# Architecture

How the pieces fit together. Read this when you want to understand *why* SoMi is shaped the way it is.

## The four layers

```
┌──────────────────────────────────────────────────────────────────────┐
│  USER                                                                │
│   types /discover, /plan, /code, /review, /ship, …                   │
└──────────────────────────────────────────────────────────────────────┘
                              │
                              ▼
┌──────────────────────────────────────────────────────────────────────┐
│  COMMANDS (thin orchestrators)                                       │
│   commands/*.md — validate input, invoke agents, write artifacts     │
└──────────────────────────────────────────────────────────────────────┘
                              │
                              ▼
┌──────────────────────────────────────────────────────────────────────┐
│  AGENTS (judgment-heavy thinking)                                    │
│   agents/*.md — planner, coder, reviewer, + support agents           │
│                                                                      │
│   Each agent: its own system prompt, tool set, quality bar.          │
└──────────────────────────────────────────────────────────────────────┘
                              │             ▲
                              │             │ may invoke
                              ▼             │
┌──────────────────────────────────────────────────────────────────────┐
│  SKILLS  +  RULES  +  HOOKS                                          │
│                                                                      │
│   SKILLS  → on-demand domain knowledge (OWASP, SOLID, test, …)       │
│   RULES   → always-loaded global ruleset (CLAUDE.md composed)        │
│   HOOKS   → deterministic guardrails (block, lint, audit, inject)    │
└──────────────────────────────────────────────────────────────────────┘
```

Each layer has a clear job:

- **Commands** are user-facing entrypoints. They are deliberately thin so the workflow is readable.
- **Agents** do the thinking. Each agent has its own system prompt and is invoked via the Task tool.
- **Skills + rules + hooks** are the substrate that shapes both commands and agents — universal
  priors (rules), domain-specific depth (skills), and non-negotiable guardrails (hooks).
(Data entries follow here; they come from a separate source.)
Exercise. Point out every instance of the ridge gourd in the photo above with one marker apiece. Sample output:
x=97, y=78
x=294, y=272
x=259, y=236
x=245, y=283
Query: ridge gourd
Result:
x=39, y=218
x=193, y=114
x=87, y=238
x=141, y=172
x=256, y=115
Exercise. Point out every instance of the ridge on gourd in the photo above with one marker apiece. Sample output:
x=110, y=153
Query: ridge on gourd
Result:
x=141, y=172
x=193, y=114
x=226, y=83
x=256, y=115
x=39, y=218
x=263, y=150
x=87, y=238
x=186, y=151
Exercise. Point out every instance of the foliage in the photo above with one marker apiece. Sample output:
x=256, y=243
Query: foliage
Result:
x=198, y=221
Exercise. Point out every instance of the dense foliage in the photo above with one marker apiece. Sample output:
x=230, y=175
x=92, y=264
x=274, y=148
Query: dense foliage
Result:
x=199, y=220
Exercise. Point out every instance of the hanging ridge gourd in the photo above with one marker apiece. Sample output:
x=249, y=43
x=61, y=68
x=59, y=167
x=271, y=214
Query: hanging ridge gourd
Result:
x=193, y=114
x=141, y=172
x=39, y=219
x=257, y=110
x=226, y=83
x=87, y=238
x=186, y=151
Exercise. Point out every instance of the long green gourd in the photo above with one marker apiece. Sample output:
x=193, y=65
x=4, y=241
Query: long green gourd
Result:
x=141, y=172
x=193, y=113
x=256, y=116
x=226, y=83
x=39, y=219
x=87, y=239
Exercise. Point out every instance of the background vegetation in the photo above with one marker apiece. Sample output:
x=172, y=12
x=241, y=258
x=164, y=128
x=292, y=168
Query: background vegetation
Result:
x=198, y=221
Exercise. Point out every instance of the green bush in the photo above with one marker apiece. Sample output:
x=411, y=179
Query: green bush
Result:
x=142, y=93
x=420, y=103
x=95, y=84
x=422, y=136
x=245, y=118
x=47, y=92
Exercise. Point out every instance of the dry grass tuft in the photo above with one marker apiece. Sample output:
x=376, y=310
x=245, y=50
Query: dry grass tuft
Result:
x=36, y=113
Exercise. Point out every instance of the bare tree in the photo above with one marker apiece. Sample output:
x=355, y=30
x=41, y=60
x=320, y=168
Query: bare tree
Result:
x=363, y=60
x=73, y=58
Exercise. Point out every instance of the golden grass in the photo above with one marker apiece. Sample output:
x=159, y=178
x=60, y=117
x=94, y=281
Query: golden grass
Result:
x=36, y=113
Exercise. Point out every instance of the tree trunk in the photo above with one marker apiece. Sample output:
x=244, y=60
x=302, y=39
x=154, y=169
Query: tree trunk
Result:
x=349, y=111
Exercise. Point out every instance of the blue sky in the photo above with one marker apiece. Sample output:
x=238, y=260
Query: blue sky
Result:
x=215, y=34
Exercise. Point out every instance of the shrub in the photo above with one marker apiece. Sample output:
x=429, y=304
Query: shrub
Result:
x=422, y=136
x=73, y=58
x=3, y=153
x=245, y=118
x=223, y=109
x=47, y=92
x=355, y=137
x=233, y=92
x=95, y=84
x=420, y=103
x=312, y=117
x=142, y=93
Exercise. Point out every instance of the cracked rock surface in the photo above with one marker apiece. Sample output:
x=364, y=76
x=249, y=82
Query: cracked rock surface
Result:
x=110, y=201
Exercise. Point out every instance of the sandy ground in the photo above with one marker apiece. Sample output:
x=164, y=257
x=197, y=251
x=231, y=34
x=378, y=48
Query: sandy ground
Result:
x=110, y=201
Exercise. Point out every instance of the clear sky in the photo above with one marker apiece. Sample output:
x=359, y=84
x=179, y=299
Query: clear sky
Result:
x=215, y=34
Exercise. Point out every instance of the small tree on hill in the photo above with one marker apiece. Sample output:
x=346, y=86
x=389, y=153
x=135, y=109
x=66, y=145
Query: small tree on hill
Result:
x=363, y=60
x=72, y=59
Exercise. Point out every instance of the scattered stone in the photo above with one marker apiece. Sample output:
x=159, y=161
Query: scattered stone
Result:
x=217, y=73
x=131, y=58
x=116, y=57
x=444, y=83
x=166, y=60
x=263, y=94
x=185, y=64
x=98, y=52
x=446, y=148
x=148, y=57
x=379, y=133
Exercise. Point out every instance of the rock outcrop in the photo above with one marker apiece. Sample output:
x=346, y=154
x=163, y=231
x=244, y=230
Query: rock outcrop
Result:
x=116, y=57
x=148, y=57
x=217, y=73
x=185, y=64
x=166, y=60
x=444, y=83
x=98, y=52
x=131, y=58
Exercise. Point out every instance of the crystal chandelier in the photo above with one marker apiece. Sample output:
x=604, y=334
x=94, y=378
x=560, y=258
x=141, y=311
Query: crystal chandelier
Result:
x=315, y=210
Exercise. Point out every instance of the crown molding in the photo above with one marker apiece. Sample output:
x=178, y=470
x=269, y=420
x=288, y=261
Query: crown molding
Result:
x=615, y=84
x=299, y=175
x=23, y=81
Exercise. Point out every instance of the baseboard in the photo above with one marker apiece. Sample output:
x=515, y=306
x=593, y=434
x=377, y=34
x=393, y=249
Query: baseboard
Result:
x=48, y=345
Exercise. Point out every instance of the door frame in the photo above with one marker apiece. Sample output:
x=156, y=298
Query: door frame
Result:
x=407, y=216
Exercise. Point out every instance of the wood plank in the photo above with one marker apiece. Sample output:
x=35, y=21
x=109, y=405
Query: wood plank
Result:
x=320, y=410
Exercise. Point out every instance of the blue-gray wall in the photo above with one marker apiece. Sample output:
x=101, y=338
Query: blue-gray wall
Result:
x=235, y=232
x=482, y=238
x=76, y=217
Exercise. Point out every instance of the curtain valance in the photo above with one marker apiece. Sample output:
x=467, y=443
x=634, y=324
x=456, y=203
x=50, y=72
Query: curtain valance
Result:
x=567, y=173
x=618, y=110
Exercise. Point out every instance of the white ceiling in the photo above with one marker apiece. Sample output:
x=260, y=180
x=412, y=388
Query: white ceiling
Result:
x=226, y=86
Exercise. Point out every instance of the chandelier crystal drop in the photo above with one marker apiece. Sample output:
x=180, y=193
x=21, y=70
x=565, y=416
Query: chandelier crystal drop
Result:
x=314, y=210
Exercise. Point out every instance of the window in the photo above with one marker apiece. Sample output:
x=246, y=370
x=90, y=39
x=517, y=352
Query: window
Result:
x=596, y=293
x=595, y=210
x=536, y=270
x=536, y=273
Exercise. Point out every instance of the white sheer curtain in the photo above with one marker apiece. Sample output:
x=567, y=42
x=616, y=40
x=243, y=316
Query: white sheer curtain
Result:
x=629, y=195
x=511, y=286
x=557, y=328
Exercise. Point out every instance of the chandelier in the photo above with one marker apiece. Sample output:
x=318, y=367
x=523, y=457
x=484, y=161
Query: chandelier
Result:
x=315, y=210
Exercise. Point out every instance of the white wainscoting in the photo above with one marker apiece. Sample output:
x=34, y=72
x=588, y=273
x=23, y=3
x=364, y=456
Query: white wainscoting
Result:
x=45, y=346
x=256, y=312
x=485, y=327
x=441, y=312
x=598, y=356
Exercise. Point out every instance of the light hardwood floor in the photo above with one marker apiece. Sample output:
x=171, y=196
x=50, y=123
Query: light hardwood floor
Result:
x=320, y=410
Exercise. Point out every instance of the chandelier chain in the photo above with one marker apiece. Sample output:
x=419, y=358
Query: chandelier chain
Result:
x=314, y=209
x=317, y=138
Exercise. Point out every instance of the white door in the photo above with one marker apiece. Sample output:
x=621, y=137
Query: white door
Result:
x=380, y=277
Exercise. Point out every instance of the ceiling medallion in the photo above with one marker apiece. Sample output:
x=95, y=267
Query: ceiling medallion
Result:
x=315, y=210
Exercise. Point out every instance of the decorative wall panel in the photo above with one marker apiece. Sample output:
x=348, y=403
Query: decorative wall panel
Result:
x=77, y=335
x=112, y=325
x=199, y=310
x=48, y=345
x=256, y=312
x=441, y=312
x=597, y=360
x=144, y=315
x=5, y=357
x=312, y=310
## Economic tiering (MAX/ECO) — the second axis

The four layers above describe *structure*. A second, orthogonal axis describes *economics*: which
model runs which work. SoMi tiers by **SDLC phase**, not by orchestration depth.

```
        MAX tier (opus)                                  ECO tier (sonnet)
  front-load reasoning → brief.md                    execute against the brief
  ┌───────────────────────────────┐   brief.md   ┌──────────────────────────────┐
  │ discovery-analyst, designer,  │ ───────────▶ │ planner, coder               │
  │ refactorer (analysis),        │  (the dense  │ (sequence + implement,       │
  │ reviewer + security/arch/test │   handoff)   │  no re-research)             │
  └───────────────────────────────┘              └──────────────────────────────┘
        ▲ opus is spent here: once, up front, and on fresh-eyes review
```

- **MAX (`opus`)** front-loads research, design, decisions, and complexity mapping into a dense,
  bounded **`brief.md`** ([`templates/BRIEF.md.tmpl`](../templates/BRIEF.md.tmpl)), and provides
  fresh-context review. The brief references its deep docs (research-report, sdd, design) rather than
  inlining them, and carries an explicit *"What ECO does NOT need to re-research"* list.
- **ECO (`sonnet`)** sequences and implements **against** the brief, so the high-volume work runs
  cheap. This is the **plan-and-execute / model-cascade** pattern (strong planner, cheap executor).

**Interaction with the layers.** Commands (the orchestration layer) stay `sonnet` and `Task` the
tier-appropriate agent. A single-model orchestrator Tasking a differently-modeled subagent is the
**cache-correct** way to mix models — and because prompt caches are model-scoped, the MAX→ECO switch
is a natural cache boundary (which is exactly where `/ship-loop` places its single human gate).
`/discover` and `/design` are the two commands that run `opus` at the orchestration layer too —
their framing is judgment-heavy and their brief anchors the work item.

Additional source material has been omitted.